Jeez, why bother sitting a panel of actual experts in the fields and stuff like that when we can just have David Vitter hold roundtables for us?
of course, Vitter was against healthcare reform because I’m sure he is against having the government get involved in making medical decisions for you…
As a medical physicist, I really don’t have words for conveying my anger at things like this. Thank you for providing some of your own.
Also, how old were the data for the analysis? Pre-MQSA, I understand dose from an average mammography was quite different.
Access to mammograms (and mammogram quality) has been Sen. Barbara Mikuslski’s signature issue(mostly because when she started in the Senate you didn’t need all the fingers on one hand to count the women). Honestly, I don’t think there is any amount of science that could change her mind.
Ping, Orac (specifically in the comments section). These are some general meanderings I am having today about health care disparity. Any thoughts from you?

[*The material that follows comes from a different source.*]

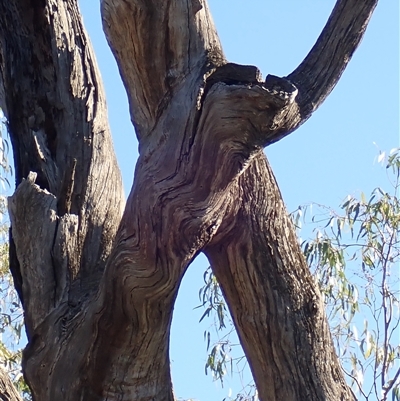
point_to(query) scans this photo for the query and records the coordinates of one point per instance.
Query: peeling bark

There may be, as I happen to work in a cancer center that is in a highly urban area with a large African-American population.
However, not before Wednesday probably, as I’ve already written Tuesday’s post, and to do the topic justice requires some thought (whereas taking down the anti-vaccine movement often does not, given how nonsensical their arguments are).

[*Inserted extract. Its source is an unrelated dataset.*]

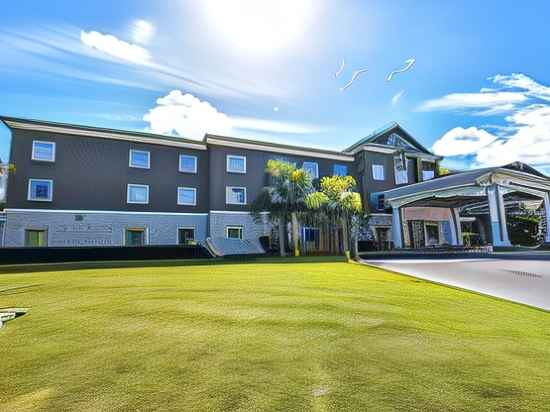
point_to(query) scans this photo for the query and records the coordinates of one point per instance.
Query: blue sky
(477, 92)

This is a complicated issue, and there is much to discuss. Having read your post I will say, however, that endocrine disruptors are not likely to be the culprit and that Kristoff’s claims about how fast breast cancer incidence rates are going up are dubious at best and deceptive at worst (I’m being polite). In fact, teasing environmental influences in breast cancer has been incredibly difficult.
As a medical physicist, I really don’t have words for conveying my anger at things like this. Thank you for providing some of your own.

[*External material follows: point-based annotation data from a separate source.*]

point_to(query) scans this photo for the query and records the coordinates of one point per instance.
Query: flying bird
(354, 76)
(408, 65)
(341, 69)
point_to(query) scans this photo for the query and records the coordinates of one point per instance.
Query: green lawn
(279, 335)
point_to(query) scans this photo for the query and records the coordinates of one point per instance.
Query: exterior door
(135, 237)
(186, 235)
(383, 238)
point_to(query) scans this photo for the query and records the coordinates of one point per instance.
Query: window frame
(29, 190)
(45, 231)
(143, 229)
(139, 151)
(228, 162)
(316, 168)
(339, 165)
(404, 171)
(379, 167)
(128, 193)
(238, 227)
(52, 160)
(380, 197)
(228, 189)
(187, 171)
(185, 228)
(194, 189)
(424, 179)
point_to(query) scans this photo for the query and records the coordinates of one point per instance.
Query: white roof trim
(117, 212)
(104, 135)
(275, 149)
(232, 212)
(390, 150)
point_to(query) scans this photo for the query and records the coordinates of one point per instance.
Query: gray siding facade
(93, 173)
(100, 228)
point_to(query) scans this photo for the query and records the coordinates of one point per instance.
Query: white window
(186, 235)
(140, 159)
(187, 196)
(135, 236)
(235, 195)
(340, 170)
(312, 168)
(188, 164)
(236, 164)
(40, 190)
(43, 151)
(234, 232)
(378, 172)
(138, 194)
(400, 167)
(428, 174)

Until ALL research studies are initiated and implemented by researchers devoid of a commercial interest in the outcome (like the USPSTF one), we won’t know the real risk/benefit results of mammography or any other test that uses low-level radiation. It is always amazing to me how many studies we just DON’T do in this country. If you’re a corporation, or a medical research group that relies on funding from these corporations – why look for trouble? We will continue to leave it to countries with socialized medicine to ask the pertinent questions regarding the real health of our citizens. The profit-motive, which has insinuated its way into almost all forms of the research in this country, make a non-biased discussion like this impossible.
Doctors over diagnose and push mamograms too much and of course it has some effect which is not good. I had my breast turned patches of red and pimple on the side after my last mamo and I will not do it again until I find a lump. It is harmful or it would not turn red.